Pada saat musdalub, Ferdinand juga menyampaikan jika panitia sudah membuka kesempatan bagi siapapun yang ingin mencalonkan.

Termasuk usulan dari DPC yakni nama Amsal Sampetondok dari kader eksternal.

Tapi, lanjutan dia, salah satu syarat calon ketua adalah minimal pernah menjadi pengurus 1 tahun.

“Syarat AD/ART harus satu tahun jadi pengurus partai, saudara Amsal belum jadi pengurus partai, jadi tidak bisa.” imbuh dia.
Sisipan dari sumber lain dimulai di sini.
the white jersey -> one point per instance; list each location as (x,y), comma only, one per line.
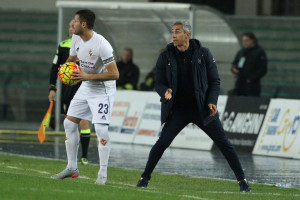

“AD/ART katakan kalau calon luar harus jadi pengurus minimal satu tahun. Amsal bukan pengurus, dia bukan jadi anggota Hanura, kemudian sudah tutup pendaftaran.” katanya lagi.

Ferdinand mengatakan, panitia sudah membuka pendaftaran calon selama tiga hari pada 23 hingga 25 Oktober.

“Kita sudah suruh cari calon siapapun boleh, tapi tidak ada calon selain Wahyuddin mendaftar, terakhir begitu ditutup masuk Amsal,” katanya.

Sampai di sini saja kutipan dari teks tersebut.